RADARSEMARANG.COM, SEMARANG – Pengelola Pusat Rekreasi Promosi Pembangunan (PRPP) diharapkan mampu memanfaatkan peluang karena lokasinya yang dekat dengan Bandara Internasional Ahmad Yani Semarang. Dengan lokasi yang strategis, jumlah pengunjung ke PRPP dan Grand Maerakaca diharapkan terus meningkat.

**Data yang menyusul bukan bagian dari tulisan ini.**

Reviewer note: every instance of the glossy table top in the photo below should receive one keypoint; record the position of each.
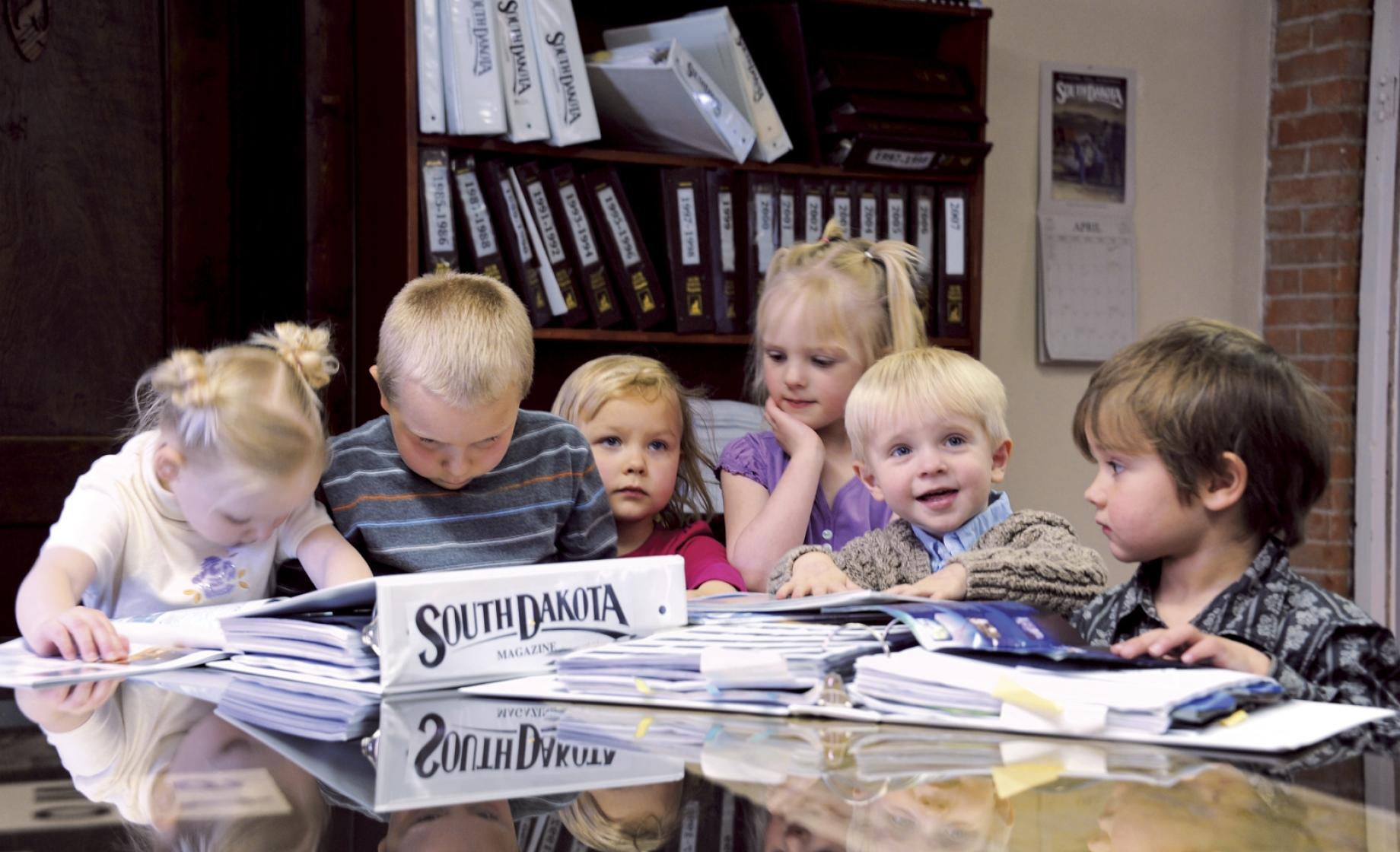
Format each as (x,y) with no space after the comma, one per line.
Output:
(448,773)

Pengembangan Bandara Internasional Ahmad Yani Semarang kini sudah mencapai 60 persen. Terminal baru bandara ditargetkan dibuka pada 15 Mei nanti. Ketua DPRD Jateng Rukma Setyabudi mengatakan, akses jalan ke terminal baru tersebut melewati kompleks PRPP dan Grand Maerakaca.

“Pengelola PRPP dan Grand Maerakaca bisa memanfaatkan peluang ini agar kawasan wisata ecotourism yang dimiliki lebih banyak dikunjungi wisatawan,” ujarnya dalam Focus Group Discussion (FGD) Optimalisasi Kawasan PRPP dan Grand Maerakaca yang digelar di Anjungan Kabupaten Rembang, Grand Maerakaca, kemarin.

Sementara Ketua Komisi C DPRD Jateng Asfirla Harisanto mengatakan, dampak dari akses jalan menuju dan keluar dari Bandara Ahmad Yani sangat besar. Semua itu bisa optimal jika kawasan PRPP dan Grand Maerakaca dikelola secara profesional.

Dikatakannya, PRPP dibangun sebagai tempat edukasi bagi pelajar mulai dari usia dini. Fungsi itu harus dikedepankan selain konsep ecotourism.